Four New Elements: What Would You Name Them?

Geek Culture
C'mon Emmet, this is more important than the double-decker couch!
C’mon Emmet, finish the job! This is more important than the double-decker couch!

A familiar sight on the wall of chemistry class, the periodic table displays the known elements in order of the number of protons in the nucleus. When Dmitri Mendeleev first proposed the table in 1869, he left gaps where the as-yet-undiscovered elements should go. This week the last four remaining elements were discovered, completing the missing gaps in the seventh valence shell and bringing the grand total of elements to 118.
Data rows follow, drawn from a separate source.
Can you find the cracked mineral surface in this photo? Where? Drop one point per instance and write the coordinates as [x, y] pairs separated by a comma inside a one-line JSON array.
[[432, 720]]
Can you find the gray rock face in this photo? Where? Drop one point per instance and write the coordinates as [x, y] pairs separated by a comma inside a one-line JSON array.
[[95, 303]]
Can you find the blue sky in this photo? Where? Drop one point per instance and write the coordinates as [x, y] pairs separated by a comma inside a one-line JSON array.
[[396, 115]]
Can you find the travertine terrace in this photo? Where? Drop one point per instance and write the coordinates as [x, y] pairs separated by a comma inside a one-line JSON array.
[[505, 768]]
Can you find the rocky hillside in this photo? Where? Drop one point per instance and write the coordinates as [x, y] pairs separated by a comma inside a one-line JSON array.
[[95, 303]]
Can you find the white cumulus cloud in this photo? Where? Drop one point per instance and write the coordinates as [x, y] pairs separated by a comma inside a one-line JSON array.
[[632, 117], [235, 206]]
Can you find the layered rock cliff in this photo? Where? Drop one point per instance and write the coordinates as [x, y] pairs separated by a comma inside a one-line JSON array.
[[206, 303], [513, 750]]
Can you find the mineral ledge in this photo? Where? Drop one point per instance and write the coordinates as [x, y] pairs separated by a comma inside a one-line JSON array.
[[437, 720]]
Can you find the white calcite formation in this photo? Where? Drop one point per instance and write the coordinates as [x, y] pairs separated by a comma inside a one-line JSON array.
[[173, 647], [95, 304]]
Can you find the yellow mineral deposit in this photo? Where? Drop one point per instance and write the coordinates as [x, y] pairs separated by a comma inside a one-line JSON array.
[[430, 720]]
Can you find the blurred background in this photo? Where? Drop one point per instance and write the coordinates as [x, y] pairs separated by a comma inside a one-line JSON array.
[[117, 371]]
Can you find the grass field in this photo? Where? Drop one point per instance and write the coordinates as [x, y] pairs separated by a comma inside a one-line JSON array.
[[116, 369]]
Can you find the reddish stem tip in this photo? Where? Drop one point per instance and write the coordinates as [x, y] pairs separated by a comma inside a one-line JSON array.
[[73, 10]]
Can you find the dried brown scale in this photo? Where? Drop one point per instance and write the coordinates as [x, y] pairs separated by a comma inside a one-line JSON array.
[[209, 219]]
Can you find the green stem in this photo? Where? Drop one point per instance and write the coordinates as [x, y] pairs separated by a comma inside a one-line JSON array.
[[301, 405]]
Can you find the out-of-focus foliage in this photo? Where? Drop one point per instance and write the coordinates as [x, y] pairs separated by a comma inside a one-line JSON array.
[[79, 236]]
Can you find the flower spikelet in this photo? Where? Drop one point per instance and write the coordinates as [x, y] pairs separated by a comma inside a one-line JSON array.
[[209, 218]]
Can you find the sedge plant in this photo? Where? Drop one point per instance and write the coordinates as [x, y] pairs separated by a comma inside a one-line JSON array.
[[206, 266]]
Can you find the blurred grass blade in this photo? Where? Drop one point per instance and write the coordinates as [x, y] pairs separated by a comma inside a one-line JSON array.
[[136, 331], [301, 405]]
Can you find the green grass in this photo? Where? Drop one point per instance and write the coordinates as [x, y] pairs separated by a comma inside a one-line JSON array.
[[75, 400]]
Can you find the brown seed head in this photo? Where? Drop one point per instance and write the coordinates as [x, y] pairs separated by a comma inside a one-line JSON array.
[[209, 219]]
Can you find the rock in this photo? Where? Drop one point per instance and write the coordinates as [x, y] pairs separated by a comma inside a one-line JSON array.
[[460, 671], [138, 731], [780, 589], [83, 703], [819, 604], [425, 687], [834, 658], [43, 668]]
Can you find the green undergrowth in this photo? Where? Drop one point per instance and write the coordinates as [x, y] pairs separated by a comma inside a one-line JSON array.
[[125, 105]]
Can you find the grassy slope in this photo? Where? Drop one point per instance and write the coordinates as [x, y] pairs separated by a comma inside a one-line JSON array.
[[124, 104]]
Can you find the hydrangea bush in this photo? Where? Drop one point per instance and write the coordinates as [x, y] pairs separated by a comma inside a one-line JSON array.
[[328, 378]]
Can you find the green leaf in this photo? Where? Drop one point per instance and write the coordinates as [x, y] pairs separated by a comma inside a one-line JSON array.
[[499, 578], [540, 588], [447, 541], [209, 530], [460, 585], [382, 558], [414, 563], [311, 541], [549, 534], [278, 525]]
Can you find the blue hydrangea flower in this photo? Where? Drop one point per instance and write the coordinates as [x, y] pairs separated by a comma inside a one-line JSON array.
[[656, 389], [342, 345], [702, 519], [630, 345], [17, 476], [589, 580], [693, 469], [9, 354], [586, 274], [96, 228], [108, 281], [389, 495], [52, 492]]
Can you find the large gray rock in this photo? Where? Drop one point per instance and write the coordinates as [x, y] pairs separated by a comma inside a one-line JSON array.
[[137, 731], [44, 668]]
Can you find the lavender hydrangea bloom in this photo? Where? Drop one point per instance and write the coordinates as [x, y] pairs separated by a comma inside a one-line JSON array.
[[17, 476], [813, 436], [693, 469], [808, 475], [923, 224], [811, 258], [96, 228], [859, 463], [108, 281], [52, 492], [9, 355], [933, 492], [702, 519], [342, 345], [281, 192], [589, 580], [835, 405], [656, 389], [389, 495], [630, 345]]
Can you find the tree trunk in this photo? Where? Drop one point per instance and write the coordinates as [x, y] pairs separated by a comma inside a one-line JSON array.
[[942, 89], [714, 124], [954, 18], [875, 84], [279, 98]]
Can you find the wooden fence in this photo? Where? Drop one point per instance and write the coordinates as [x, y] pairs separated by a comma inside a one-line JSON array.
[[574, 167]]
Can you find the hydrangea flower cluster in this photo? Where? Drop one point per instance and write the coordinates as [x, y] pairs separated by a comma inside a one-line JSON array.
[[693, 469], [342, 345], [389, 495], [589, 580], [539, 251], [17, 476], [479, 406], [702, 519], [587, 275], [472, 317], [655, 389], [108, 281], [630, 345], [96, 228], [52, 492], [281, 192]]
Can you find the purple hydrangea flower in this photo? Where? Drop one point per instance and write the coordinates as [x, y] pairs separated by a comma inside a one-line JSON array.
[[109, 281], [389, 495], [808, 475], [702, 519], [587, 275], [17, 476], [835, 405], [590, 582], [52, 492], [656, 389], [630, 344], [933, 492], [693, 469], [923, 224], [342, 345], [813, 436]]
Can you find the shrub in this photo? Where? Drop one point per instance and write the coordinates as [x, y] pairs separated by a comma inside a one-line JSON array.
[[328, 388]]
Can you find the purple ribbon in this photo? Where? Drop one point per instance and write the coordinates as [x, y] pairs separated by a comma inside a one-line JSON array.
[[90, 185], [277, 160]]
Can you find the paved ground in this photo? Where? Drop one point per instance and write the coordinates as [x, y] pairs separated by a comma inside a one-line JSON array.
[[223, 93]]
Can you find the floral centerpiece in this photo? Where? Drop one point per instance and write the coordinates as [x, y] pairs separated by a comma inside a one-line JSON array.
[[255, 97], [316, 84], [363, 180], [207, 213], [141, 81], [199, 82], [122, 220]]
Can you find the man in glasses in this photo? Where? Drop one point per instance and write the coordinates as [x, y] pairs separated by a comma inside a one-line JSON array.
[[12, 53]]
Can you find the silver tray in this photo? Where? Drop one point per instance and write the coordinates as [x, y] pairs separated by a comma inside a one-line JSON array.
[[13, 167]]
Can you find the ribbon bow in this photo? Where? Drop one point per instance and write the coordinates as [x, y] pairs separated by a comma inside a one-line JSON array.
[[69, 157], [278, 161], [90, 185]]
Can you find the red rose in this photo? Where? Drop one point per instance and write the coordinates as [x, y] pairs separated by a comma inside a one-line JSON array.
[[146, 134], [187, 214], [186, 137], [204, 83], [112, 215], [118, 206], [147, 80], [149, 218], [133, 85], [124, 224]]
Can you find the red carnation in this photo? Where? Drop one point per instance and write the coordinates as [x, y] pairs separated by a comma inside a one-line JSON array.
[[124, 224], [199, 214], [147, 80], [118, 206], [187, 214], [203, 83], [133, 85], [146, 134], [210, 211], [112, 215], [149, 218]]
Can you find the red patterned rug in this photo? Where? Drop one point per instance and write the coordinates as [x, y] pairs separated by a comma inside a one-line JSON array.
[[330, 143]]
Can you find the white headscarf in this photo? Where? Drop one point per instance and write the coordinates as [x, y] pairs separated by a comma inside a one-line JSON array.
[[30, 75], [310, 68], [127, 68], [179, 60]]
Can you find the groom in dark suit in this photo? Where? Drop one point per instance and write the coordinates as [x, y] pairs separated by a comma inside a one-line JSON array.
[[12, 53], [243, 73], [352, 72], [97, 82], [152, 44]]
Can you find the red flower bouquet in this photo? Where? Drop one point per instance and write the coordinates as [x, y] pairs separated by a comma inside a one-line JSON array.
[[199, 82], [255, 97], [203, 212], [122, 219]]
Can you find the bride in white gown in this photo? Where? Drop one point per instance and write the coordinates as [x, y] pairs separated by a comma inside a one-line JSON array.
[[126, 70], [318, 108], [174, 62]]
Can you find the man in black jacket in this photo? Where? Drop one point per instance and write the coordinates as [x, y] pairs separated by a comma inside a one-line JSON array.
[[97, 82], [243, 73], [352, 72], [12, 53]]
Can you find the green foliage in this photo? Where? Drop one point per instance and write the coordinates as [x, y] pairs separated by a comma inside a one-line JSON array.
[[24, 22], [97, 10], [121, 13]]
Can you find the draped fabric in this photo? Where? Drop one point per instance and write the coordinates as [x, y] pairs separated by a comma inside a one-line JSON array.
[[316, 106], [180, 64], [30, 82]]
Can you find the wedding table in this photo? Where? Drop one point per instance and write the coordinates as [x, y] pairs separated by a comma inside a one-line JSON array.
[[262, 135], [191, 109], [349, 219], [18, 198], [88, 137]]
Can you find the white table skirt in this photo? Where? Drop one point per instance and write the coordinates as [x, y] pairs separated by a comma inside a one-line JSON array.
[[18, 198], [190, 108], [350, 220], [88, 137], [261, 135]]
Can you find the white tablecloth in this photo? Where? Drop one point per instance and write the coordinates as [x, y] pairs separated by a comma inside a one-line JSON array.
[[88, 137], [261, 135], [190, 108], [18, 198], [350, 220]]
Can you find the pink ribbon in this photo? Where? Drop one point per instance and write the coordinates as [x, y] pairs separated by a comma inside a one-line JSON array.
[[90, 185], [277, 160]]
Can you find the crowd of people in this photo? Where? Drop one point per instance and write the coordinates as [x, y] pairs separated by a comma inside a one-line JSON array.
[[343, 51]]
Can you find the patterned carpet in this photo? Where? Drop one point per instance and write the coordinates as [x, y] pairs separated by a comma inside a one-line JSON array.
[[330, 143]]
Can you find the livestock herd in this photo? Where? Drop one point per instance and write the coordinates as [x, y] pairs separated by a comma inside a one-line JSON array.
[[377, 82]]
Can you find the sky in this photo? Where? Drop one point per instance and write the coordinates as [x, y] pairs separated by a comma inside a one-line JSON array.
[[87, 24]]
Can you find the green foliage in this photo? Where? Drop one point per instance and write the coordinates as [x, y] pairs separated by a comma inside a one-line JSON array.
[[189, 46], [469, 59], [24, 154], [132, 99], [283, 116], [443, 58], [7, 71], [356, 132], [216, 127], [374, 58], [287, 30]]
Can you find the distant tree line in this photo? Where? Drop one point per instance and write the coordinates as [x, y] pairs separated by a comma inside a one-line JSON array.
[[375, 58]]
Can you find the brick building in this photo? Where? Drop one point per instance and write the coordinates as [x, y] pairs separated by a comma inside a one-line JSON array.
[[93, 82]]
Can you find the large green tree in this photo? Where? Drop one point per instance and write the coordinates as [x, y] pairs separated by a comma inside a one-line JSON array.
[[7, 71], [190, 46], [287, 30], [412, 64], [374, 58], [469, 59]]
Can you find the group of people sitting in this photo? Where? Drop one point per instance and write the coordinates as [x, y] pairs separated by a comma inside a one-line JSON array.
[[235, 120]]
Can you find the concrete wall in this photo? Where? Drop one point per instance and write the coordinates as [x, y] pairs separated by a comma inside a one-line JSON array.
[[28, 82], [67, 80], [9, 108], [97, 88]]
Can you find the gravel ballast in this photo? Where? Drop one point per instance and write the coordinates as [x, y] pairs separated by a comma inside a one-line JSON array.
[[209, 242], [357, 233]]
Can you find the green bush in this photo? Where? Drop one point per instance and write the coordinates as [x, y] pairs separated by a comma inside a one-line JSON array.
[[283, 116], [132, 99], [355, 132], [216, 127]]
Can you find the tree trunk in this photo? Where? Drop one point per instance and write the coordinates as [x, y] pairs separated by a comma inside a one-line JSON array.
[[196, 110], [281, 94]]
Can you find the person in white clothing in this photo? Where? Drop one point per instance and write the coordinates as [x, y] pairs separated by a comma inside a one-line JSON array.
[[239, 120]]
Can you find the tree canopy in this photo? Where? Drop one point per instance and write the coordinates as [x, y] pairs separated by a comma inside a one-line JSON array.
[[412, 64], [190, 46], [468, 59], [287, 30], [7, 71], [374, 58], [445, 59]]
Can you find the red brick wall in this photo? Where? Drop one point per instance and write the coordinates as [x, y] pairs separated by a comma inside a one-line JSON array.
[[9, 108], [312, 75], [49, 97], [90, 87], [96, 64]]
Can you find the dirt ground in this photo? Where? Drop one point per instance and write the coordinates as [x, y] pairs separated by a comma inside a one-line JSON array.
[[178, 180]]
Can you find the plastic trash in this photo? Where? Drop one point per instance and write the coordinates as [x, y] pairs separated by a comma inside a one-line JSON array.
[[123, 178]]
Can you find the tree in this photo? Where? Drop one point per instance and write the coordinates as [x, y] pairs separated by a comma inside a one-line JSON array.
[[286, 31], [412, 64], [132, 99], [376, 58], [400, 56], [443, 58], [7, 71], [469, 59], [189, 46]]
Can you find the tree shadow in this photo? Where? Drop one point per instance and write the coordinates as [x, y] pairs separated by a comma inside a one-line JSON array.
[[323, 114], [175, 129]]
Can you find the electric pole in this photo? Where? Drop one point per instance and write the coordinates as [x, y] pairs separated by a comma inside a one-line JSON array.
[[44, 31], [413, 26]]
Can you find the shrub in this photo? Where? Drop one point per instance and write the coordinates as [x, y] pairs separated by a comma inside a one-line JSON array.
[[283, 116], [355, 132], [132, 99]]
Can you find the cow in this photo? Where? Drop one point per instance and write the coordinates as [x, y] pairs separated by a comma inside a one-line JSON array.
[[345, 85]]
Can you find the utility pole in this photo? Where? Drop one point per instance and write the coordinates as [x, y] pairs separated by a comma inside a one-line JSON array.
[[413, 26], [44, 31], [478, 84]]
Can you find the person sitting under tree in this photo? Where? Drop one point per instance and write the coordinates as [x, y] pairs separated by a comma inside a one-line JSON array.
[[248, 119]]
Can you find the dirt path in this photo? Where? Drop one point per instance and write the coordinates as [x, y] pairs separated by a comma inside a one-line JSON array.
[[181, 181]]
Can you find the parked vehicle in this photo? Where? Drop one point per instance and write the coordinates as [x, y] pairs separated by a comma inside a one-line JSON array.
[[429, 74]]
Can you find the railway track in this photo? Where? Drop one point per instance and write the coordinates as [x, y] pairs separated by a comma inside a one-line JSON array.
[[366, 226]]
The most recently discovered elements aren’t naturally occurring, but if you artificially smash together enough protons, neutrons, and electrons, then get your custom-made atom to stick around long enough to be verified, you have yourself a discovery. There’s not much practical application, but there is a little vanity bonus on the side: being the first to succeed at the experiment grants you the privilege of naming the new element, which will thenceforth be printed inside the cover of every chemistry textbook for eternity. Nerds have such simple pleasures.

About half the known elements were named according to some descriptive feature, such as their color or the minerals or chemicals they were isolated from. The last sixty years has shown a greater preference for naming new elements after famous scientists (such as Einstein or Curie) or their places of discovery. One element each is named after such illustrious locales as Europe, Poland, France, Germany, Russia, America, California… and Ytterby, a tiny village in Sweden, which gives its name to not just one, but four of the elements on the list.

But there is so much more potential than that. Some elements acquired much cooler names based on some attribute the discoverer saw in them. Highlights include the Greek or Latin versions of “Lazy,” “Green Twin,” “Alien,” or even “Monk-killer.” My personal favorites are those named according to astronomy or mythology. There is one for the sun, the moon, and four of the planets. There is also one named after an Asgardian Avenger, one after a spaceship that turns up variously in the Star Trek, Stargate, and Aliens universes, one after a self-centred superhero created by Megamind, and even one named after the pesky critters that hang out in the Nashkel Mines.

So, what do you think? Do we really need four more elements named after scientists or countries, or should we insist on more imaginative alternatives with a pop culture connection? Does the fact that two out of the four unnamed elements have the atomic numbers 113 and 118 present a good opportunity for a Lucas-oriented name. Should element 117 be a tribute to Halo? How would you name them?